Помимо этих сомнений у меня возникла еще одна проблема. Со смертью Роланда Марча из ежегодников исчезла и его вдова, Изабелла. В мире ежегодников существовали особые правила. В реальном мире семьи разрастались и роднились между собой посредством браков, чрезвычайно запутывая переплетения кровных уз. Однако титулы переходили только по старшей мужской линии, и как раз эта линия в первую очередь интересовала составителей ежегодников. Титулованные особы имели младших братьев, племянников или кузенов, чья родственная близость к главе семейства позволяла им попасть в освещаемый ежегодниками круг избранных – в качестве лиц, которые могли бы стать лордами или баронетами. Причем (хоть об этом и не говорилось открыто) не просто могли бы, но и реально могли, для чего достаточно было лишь нескольких безвременных смертей в семье. Но с дальнейшим разветвлением фамильного древа потомки этих кузенов и братьев все более отдалялись от ствола и неминуемо выпадали из поля зрения ежегодников, чтобы кануть в безвестность, ибо никакая комбинация из кораблекрушений, эпидемий и стихийных бедствий уже не могла превратить в сливки общества эту седьмую воду на киселе. Ежегодники устанавливали свои ограничения, и как раз под такое ограничение попала Изабелла. Она была женщиной; у нее не было мужского потомства; ее супруг (не лорд) был мертв; ее отец (также не лорд) был мертв. По причине всего вышеизложенного ежегодник выбросил ее и двух ее дочерей из своих благородных списков в бескрайний океан простонародья, чьи рождения, браки и смерти – равно как их любовные связи, ночные кошмары и гастрономические предпочтения – не стоили того, чтобы фиксировать эти данные для потомства.

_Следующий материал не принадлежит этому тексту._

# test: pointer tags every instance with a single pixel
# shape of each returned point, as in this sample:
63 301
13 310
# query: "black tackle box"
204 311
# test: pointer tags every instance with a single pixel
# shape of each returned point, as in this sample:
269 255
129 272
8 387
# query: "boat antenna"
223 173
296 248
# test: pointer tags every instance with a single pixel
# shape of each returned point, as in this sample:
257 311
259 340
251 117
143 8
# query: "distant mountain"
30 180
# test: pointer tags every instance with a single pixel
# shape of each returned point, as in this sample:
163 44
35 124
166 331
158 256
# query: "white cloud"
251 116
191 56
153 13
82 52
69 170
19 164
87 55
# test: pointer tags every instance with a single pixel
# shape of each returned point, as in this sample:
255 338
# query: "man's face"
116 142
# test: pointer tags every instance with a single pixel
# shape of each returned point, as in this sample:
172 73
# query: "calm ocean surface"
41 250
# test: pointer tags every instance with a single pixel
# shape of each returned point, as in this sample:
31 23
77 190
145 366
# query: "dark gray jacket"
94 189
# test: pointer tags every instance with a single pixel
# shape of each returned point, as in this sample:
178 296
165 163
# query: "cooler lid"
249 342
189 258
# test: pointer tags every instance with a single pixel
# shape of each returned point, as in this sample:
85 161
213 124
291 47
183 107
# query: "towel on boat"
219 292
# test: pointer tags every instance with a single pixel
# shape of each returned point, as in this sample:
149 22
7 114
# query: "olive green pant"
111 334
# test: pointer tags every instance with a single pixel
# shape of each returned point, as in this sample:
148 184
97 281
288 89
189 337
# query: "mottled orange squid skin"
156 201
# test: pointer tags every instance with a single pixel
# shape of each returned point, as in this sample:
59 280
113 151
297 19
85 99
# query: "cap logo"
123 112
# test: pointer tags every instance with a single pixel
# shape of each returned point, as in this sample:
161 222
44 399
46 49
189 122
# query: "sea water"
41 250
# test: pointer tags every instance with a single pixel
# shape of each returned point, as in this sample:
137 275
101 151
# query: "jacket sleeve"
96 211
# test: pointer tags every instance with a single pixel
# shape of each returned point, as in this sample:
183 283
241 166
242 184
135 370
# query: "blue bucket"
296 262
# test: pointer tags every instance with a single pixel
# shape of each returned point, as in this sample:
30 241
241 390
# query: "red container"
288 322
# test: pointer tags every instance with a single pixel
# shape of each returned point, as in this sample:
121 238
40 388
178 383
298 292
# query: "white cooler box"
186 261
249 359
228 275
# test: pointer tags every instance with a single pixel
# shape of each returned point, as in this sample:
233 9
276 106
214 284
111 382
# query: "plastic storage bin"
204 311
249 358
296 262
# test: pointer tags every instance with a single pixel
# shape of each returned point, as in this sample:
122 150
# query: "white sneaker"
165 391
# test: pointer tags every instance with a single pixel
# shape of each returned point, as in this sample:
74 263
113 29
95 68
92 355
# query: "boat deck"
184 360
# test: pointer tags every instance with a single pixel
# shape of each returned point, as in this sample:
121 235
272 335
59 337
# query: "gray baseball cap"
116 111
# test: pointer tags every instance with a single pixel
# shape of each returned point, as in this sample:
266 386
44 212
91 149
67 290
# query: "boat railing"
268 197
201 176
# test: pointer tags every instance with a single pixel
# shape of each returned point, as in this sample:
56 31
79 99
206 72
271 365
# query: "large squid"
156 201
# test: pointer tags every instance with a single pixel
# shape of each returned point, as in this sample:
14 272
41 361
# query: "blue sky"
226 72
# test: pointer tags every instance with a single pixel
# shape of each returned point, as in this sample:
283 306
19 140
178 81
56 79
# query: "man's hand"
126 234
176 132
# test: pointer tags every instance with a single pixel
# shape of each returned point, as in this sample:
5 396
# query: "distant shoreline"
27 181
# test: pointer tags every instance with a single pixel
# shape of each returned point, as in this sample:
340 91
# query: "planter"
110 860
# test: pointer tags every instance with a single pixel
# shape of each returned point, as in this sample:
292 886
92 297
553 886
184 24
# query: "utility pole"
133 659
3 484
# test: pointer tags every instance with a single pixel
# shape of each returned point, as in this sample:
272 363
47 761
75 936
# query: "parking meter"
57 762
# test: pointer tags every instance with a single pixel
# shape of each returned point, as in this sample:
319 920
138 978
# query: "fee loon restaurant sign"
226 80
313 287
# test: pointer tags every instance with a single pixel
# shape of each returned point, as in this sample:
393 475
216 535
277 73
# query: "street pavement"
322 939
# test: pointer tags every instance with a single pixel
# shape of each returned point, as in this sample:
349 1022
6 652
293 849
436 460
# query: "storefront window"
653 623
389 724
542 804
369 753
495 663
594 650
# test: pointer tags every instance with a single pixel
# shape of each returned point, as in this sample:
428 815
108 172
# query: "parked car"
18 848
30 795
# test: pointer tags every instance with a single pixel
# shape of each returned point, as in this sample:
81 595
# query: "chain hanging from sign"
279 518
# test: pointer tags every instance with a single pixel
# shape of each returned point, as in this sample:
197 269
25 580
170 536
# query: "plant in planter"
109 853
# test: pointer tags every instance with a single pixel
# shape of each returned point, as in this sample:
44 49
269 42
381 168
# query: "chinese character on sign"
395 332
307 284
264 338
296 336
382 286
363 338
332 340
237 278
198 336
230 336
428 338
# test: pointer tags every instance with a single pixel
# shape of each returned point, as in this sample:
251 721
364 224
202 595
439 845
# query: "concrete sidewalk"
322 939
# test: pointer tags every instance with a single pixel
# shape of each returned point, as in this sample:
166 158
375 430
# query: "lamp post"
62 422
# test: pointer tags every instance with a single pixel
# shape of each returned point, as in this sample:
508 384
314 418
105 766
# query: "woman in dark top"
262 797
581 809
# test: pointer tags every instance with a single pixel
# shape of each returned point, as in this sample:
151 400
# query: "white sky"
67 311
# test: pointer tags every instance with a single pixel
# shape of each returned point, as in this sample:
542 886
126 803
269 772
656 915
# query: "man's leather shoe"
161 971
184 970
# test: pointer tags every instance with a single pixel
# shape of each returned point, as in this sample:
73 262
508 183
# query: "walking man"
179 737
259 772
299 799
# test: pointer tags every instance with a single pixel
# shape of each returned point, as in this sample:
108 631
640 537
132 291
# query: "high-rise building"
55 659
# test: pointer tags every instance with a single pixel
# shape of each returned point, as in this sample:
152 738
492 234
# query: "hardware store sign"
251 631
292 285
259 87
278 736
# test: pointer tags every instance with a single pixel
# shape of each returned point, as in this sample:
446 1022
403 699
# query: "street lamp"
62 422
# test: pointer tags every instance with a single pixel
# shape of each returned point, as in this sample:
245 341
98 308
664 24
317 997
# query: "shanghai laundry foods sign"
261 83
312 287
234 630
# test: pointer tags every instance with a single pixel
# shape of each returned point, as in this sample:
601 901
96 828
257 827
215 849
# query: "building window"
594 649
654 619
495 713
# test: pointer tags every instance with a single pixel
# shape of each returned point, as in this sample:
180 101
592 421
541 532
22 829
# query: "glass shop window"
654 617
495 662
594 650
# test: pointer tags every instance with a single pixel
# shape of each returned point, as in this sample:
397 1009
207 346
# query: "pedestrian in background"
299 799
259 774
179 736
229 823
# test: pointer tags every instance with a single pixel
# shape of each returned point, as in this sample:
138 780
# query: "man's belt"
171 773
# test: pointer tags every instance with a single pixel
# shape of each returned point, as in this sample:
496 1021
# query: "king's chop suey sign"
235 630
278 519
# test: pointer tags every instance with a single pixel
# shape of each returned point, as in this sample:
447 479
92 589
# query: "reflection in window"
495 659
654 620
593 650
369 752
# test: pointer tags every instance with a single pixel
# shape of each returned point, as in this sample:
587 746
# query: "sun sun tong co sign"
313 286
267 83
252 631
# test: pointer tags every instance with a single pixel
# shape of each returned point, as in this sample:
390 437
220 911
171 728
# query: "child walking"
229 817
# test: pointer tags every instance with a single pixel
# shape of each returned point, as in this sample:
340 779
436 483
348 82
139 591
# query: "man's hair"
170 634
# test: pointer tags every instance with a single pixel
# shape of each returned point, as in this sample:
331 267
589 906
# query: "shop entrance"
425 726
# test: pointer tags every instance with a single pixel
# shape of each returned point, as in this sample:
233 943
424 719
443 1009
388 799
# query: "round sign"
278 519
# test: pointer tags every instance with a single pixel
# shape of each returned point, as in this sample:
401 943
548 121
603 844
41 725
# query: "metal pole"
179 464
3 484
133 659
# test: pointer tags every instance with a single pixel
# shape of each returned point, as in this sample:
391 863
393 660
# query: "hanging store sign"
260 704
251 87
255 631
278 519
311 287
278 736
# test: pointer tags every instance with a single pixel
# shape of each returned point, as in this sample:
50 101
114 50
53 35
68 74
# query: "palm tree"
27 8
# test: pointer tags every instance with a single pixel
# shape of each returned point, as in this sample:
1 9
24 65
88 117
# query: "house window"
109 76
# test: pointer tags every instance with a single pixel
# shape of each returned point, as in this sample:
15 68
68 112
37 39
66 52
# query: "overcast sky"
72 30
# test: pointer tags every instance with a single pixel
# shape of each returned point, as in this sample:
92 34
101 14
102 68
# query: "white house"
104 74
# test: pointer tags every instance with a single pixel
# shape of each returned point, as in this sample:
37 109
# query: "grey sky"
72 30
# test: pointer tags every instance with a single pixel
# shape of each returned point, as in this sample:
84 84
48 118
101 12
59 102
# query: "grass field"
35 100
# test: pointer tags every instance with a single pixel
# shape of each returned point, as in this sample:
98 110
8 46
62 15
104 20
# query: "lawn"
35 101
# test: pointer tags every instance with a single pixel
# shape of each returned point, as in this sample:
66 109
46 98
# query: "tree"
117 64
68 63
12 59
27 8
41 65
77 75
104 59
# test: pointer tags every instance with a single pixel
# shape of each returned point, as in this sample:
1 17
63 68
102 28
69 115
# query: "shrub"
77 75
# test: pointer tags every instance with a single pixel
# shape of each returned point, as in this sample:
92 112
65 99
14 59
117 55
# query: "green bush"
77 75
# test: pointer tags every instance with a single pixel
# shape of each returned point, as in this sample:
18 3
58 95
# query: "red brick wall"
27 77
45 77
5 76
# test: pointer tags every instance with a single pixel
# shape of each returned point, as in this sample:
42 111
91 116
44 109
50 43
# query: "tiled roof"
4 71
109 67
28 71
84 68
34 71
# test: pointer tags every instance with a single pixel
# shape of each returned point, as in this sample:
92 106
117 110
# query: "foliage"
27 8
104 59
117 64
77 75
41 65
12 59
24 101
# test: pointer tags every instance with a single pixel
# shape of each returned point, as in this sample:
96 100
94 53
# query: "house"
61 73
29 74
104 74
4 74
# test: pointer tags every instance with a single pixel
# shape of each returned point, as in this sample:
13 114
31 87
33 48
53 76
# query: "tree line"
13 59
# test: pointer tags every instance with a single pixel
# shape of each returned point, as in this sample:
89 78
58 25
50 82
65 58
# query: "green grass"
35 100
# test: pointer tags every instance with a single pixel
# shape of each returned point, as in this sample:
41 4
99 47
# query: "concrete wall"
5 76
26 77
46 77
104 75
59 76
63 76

Однако Чарли был мужчиной, и ежегодник мог снизойти до его последующих упоминаний, хотя тень незначительности уже нависала и над ним. Информация о нем была предельно краткой. Его звали Чарльз Анджелфилд. Он родился тогда-то. Он Жил в Анджелфилде. Он не был женат. Он не был мертв. С точки зрения ежегодников, этих сведений было вполне достаточно.
Я брала один выпуск за другим и натыкалась на тот же скромный набор пометок. Открывая очередной том, я думала:
«На сей раз они его выбросят». Но каждый год он был на месте: все еще Чарльз Анджелфилд, все еще живет в Анджелфилде, все еще не женат. Я вспомнила рассказы мисс Винтер о Чарли и его сестре и закусила губу, воображая, что может означать это затянувшееся безбрачие.